2.5 stars out of 5
District 9 was my 7th-favorite movie of 2009. It was raw sci-fi mixed with humor and much political subtext, particularly to apartheid-era South Africa. The film referenced earlier classics while creating something totally new. So what if we gave writer/director Neill Blomkamp a bigger budget and a couple of top Hollywood stars? I found the result to be mostly entertaining… but also incredibly muddled and stupid.
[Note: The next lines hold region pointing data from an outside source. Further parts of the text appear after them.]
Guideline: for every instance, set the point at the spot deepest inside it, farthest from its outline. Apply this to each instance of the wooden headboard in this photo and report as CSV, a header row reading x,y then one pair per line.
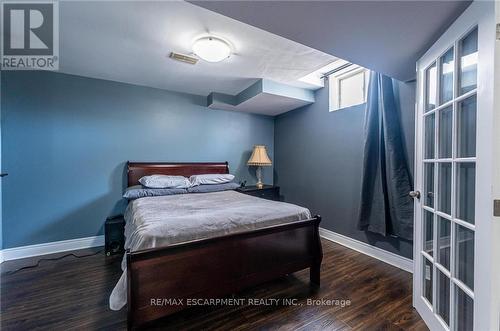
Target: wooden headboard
x,y
136,170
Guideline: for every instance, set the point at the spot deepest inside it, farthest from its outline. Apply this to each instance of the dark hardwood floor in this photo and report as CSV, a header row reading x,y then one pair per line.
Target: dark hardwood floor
x,y
73,293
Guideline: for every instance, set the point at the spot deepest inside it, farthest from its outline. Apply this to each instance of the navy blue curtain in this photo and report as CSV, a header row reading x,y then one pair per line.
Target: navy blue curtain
x,y
386,207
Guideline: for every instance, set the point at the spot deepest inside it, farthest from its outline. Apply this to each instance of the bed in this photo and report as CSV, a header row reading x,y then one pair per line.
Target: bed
x,y
207,245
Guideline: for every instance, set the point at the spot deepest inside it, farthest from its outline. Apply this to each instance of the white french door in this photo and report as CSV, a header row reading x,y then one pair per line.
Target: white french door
x,y
454,159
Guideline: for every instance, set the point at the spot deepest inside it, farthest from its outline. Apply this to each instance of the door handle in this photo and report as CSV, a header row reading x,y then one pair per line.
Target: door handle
x,y
415,194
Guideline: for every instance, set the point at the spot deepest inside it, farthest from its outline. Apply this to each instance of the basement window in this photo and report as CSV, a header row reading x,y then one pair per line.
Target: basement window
x,y
348,87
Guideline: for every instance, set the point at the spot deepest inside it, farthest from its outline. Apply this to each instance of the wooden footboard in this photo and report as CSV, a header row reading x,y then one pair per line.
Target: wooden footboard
x,y
216,267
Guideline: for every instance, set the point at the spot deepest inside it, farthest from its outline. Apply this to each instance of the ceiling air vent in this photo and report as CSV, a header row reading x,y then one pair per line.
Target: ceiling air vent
x,y
183,58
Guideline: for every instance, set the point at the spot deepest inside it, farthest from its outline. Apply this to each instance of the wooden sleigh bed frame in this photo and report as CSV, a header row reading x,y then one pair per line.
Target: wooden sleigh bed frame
x,y
214,267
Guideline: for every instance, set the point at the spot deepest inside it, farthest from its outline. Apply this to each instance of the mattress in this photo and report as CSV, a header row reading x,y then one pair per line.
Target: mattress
x,y
161,221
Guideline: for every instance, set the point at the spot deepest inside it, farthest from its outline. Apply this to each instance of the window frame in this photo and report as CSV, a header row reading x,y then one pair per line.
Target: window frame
x,y
335,86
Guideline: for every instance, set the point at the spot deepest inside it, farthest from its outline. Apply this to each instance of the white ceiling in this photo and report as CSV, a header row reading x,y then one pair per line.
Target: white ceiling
x,y
385,36
129,41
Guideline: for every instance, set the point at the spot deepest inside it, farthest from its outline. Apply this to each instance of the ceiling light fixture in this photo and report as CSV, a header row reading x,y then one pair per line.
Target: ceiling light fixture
x,y
212,49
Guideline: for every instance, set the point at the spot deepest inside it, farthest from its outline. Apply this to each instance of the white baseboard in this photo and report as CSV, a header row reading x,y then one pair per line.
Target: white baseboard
x,y
367,249
50,248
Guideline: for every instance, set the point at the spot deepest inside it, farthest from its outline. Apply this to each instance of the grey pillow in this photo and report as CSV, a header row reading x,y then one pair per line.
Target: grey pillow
x,y
139,191
165,181
213,188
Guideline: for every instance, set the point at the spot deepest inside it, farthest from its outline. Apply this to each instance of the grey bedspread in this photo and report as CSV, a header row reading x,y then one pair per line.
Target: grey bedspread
x,y
160,221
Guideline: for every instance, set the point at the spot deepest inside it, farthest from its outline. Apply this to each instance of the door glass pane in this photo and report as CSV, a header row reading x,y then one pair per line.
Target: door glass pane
x,y
443,296
444,187
429,137
445,132
466,122
428,232
431,87
446,75
427,274
429,185
464,311
444,242
464,256
466,191
467,80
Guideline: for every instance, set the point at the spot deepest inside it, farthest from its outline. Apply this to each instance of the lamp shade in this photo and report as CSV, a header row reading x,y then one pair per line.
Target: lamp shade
x,y
259,156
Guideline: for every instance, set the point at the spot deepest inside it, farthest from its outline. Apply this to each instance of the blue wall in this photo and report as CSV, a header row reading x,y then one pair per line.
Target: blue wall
x,y
65,141
319,157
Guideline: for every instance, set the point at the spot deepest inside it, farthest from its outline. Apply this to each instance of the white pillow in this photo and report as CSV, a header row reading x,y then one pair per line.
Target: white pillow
x,y
210,179
164,181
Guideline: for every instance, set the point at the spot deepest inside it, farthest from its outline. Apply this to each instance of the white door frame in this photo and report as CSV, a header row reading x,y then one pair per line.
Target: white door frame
x,y
487,233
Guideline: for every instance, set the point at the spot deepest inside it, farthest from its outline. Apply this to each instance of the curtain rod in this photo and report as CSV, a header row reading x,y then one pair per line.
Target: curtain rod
x,y
342,67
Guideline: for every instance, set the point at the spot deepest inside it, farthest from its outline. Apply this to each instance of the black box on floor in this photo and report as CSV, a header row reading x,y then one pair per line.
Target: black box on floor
x,y
114,235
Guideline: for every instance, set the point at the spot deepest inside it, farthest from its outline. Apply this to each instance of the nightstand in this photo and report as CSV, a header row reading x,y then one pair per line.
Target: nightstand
x,y
269,192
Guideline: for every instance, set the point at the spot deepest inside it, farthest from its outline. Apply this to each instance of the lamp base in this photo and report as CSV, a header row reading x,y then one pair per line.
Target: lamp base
x,y
259,184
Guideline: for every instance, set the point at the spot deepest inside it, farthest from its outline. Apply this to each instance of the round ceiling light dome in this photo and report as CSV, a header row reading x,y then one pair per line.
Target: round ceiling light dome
x,y
212,49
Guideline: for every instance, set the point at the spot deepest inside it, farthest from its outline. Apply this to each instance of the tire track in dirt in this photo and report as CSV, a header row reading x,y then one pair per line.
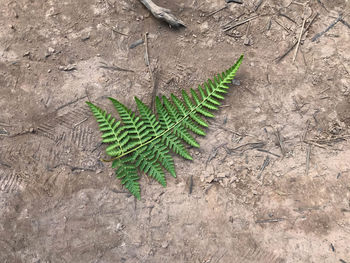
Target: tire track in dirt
x,y
61,139
259,255
9,181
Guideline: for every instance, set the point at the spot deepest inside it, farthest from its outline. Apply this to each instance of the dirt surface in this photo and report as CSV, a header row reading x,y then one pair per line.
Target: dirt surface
x,y
271,180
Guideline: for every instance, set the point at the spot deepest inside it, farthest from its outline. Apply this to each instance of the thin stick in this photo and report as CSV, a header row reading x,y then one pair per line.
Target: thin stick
x,y
241,23
318,35
278,59
150,71
301,34
308,151
214,12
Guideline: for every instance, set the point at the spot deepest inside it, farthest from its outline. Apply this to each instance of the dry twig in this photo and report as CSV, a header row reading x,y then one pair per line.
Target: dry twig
x,y
162,13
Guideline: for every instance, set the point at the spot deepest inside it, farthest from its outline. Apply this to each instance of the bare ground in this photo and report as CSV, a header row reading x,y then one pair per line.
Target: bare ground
x,y
271,181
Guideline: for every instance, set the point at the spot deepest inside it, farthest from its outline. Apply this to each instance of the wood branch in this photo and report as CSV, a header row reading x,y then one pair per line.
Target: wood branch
x,y
162,13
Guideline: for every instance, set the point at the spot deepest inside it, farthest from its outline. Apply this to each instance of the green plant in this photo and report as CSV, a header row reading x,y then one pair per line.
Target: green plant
x,y
143,142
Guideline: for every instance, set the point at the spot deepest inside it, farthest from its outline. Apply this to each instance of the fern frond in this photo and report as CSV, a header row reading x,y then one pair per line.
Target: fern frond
x,y
143,142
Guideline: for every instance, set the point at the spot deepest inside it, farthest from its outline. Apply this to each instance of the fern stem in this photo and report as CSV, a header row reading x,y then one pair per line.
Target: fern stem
x,y
228,77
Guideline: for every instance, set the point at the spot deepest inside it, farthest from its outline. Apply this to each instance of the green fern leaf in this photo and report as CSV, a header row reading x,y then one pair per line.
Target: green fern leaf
x,y
143,142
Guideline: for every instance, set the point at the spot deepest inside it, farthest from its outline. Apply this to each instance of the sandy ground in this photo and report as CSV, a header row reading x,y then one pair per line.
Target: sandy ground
x,y
271,180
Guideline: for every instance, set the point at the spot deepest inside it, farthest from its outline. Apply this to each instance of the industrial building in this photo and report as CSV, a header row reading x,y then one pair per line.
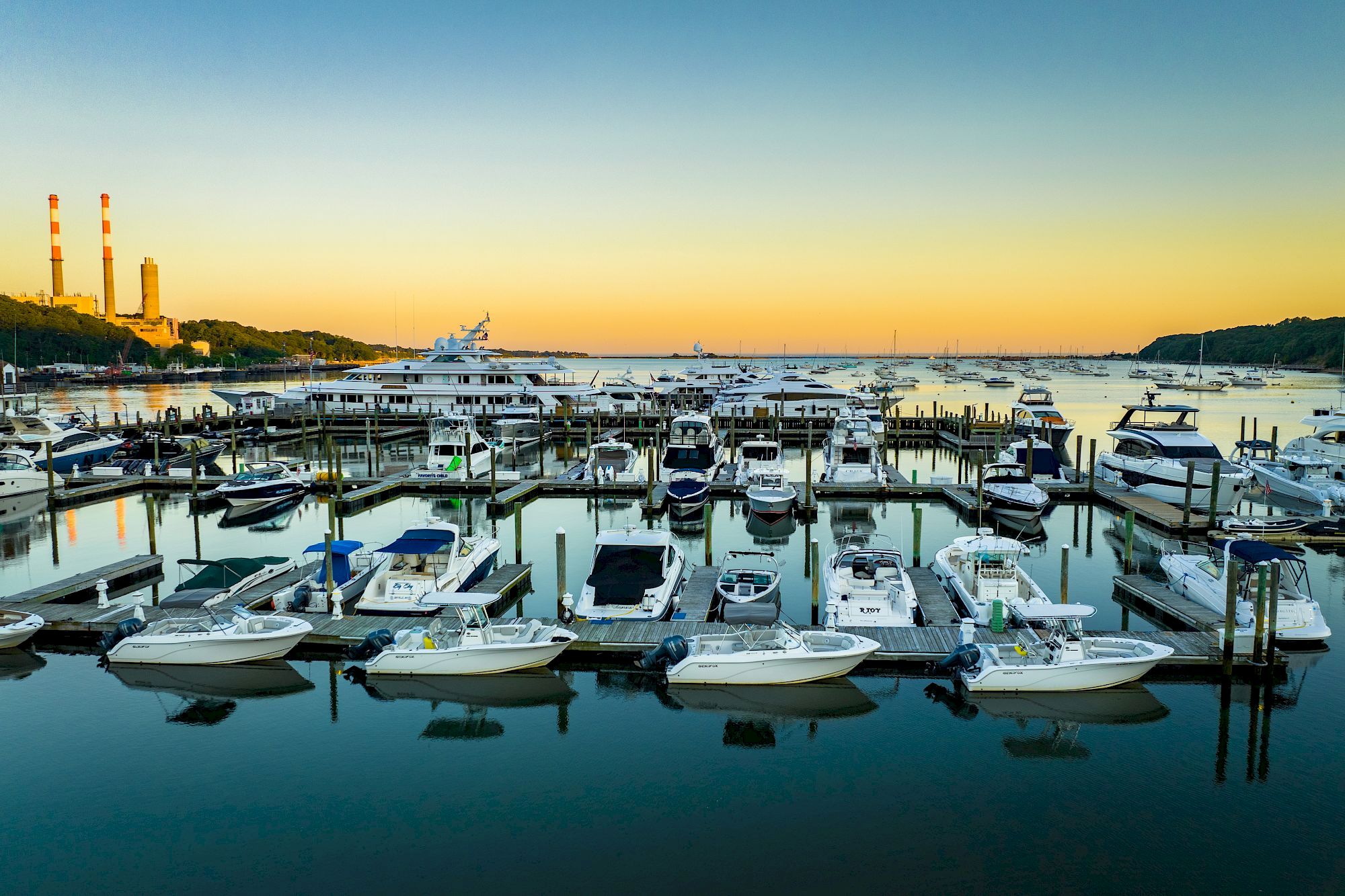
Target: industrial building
x,y
147,322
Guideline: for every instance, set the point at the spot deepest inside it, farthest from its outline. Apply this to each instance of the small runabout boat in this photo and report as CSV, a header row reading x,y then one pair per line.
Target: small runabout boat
x,y
18,627
473,647
777,655
202,641
1054,654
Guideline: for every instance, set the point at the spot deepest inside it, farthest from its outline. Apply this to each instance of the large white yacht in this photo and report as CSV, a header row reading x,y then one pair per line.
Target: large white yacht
x,y
455,377
1153,446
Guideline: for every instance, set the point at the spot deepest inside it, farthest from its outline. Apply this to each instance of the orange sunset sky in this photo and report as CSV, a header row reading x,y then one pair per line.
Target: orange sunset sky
x,y
614,178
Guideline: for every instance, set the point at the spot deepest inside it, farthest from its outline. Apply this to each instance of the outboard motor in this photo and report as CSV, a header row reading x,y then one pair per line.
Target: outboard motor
x,y
372,646
124,630
962,657
670,653
301,596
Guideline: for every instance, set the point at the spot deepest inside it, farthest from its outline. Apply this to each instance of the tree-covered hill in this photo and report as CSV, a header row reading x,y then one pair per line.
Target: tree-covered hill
x,y
48,335
1297,341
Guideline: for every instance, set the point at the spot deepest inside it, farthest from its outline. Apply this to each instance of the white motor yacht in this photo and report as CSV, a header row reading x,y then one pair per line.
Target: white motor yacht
x,y
473,647
1008,490
770,493
983,571
1202,575
20,475
1036,415
775,655
71,446
867,584
17,627
851,452
262,483
518,425
457,451
1062,657
613,460
693,444
636,575
428,561
1292,475
204,641
1155,443
454,377
354,567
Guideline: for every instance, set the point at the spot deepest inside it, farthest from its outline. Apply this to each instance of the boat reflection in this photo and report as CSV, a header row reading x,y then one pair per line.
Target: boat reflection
x,y
475,694
210,694
20,663
1063,715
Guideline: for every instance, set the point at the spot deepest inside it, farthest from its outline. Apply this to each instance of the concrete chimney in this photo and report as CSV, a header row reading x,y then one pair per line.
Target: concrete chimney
x,y
110,294
150,290
59,279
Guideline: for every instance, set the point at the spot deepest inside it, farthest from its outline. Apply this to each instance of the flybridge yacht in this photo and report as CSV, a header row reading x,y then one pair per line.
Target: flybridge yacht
x,y
1035,415
1155,444
455,377
789,393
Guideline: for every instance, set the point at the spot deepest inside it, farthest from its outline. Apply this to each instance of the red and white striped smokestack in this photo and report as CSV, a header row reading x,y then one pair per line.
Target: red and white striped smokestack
x,y
110,295
59,280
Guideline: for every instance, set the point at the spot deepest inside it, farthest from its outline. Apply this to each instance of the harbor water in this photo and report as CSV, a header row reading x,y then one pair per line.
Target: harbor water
x,y
598,778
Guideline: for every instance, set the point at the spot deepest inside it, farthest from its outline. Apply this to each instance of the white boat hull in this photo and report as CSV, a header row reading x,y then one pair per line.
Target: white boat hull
x,y
206,649
475,659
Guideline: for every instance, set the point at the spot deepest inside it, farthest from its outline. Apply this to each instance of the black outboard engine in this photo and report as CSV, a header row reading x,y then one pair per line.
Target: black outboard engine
x,y
670,653
124,630
372,646
962,657
301,596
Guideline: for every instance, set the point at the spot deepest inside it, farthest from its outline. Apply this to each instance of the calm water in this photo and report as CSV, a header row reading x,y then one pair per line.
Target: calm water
x,y
578,779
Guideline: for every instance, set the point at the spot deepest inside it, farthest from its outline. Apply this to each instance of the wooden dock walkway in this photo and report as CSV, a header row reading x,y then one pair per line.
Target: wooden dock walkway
x,y
697,595
122,576
937,608
1164,604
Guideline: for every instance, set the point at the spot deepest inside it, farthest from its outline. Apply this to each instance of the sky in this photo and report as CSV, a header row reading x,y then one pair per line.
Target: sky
x,y
622,177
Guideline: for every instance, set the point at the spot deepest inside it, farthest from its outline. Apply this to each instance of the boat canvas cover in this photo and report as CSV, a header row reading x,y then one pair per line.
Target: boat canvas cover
x,y
225,573
341,560
1254,552
1044,462
622,573
420,541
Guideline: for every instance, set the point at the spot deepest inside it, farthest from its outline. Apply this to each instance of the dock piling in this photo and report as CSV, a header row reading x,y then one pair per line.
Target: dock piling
x,y
1065,573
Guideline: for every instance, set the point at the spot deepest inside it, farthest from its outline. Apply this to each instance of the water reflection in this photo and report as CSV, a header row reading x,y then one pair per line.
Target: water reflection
x,y
1063,716
20,663
210,694
475,694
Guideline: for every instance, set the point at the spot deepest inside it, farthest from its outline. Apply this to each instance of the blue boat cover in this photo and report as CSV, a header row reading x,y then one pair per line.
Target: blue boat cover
x,y
420,541
1252,551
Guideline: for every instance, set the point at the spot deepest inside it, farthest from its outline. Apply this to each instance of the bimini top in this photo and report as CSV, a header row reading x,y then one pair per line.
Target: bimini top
x,y
1252,551
340,548
422,541
225,573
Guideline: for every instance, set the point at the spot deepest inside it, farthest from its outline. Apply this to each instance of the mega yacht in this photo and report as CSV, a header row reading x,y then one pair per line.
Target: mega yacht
x,y
786,395
455,377
1155,443
1036,415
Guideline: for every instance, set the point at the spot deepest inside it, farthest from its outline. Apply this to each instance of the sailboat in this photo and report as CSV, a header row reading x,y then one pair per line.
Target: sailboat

It’s a shame, because the basic idea of the movie is pretty freaking cool. It’s 2154, we’ve polluted and overpopulated the planet (no shock there), so the 1% have fled to a floating space-ring oasis known as Elysium. I wanted to know so much more about this place, and contrast it with the post-apocalyptic hellhole that Earth has become. And you’ve got Matt Damon signed on! Who better to play an average Joe dreaming of a better life up there? The guy bought a zoo, fer crissakes!
Instead, there’s a lot of mini-Transformers, and Damon gets fitted with some kind of Robocop exoskeleton, and there are guns and knives and punching and spaceships and explosions. Maybe Jodie Foster can add some class to the proceedings? Nope, she’s saddled with the worst accent of her career, and a thankless role as the Al Haig of Elysium. OK, how about Sharlto Copley, who was so great as the lead in District 9? Here, he’s Jodie Foster’s muscle back on mother Earth, a super-creepy dude. He’s the comic relief this time, and with his zany accent he does get a few laughs in, but it’s such a cruel character that I had a hard time enjoying him.
The plot is so… plotty (oh yeah, there’s a sick little girl who needs to be saved too) that Blomkamp’s social agenda—class equality, immigration reform, universal healthcare—really feels tacked on this time.
And I don’t even want to talk about what IMAX costs now in Manhattan.